Harnessing Seaborn Subplots for EDA

Posted by James M. Irving on March 18, 2019

Seaborn is known for making exploratory data analysis (EDA) easy and pleasing to the eye. Seaborn is built upon Matplotlib, however, the complexities of its syntax make it harder to customize than its Matplotlib counterparts. In this post, we shall be re-creating a version of a function I created for EDA called ‘plot_hist_scat_sns’ while explaining how to customize a Seaborn figure’s subplots.

plot_hist_scat_sns(df_final_data,'price')
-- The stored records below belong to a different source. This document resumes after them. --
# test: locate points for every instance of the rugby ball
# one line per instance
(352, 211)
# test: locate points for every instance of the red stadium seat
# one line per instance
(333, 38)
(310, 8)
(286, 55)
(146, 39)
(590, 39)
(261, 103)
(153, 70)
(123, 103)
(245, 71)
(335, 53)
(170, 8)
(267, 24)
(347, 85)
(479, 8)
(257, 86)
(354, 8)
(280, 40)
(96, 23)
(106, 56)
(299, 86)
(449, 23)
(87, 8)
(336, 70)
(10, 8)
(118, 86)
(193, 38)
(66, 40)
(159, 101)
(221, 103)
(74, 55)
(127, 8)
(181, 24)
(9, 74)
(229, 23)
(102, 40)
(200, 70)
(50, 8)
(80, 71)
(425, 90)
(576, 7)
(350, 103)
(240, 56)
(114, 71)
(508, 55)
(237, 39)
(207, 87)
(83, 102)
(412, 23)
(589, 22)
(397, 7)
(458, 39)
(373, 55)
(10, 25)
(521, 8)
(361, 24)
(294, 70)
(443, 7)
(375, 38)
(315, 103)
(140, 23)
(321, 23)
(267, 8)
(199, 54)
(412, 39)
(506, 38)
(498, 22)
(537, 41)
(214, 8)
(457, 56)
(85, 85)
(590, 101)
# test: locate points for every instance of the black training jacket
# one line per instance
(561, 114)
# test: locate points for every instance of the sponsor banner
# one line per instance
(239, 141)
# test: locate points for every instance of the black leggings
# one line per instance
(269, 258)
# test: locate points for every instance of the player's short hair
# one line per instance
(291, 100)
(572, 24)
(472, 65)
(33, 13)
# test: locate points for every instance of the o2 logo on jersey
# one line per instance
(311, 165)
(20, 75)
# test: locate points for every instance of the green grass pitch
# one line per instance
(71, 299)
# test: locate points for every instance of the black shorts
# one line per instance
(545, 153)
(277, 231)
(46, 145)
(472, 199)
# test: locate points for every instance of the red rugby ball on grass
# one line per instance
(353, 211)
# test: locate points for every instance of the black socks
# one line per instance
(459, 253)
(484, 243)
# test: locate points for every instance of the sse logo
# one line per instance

This function creates a figure for every numerical data column in a dataframe vs the target variable Price. The figure consists of 2 subplots, a seaborn distplot on the left, normalized based on the kernel density estimation, and a seaborn regplot on the right, with a regression line for the relationship between the current variable and the target variable. This is a fantastic shortcut for initial inspection of a dataset. In one clean 2-panel figure, you can simultaneously examine the distribution of each variable on the left, while examining the linear relationship between each predictor variable and the target on the right. This is vital information to consider when contemplating if your dataset requires transformation before it can be used in a linear regression model.

Check out the full code for plot_hist_scat_sns before we break it down into pieces below.


# Import matplot.pyplot, and matplotlib.ticker 
import matplotlib.ticker as mtick
import matplotlib.pyplot as plt
import seaborn as sns
plt.style.use('dark_background')

# Plots histogram and scatter (vs price) side by side
def plot_hist_scat_sns(df, target='price'):
    
    
    ## ----------- DEFINE AESTHETIC CUSTOMIZATIONS ----------- ##
   # Axis Label fonts
    fontTitle = {'fontsize': 16,
               'fontweight': 'bold',
                'fontfamily':'serif'}

    fontAxis = {'fontsize': 14,
               'fontweight': 'bold',
                'fontfamily':'serif'}

    fontTicks = {'fontsize': 12,
               'fontweight':'bold', 
                'fontfamily':'serif'}

    # Formatting dollar sign labels
    fmtPrice = '${x:,.0f}'
    tickPrice = mtick.StrMethodFormatter(fmtPrice)
    

    ## ----------- PLOTTING ----------- ##
    
    ## Loop through dataframe to plot
    for column in df.describe():
    
        # Create figure with subplots for current column
        # Note: in order to use identical syntax for large # of subplots (ax[i,j]), 
        #  declare an extra row of subplots to be removed later
        fig, ax = plt.subplots(figsize=(12,10), ncols=2, nrows=2)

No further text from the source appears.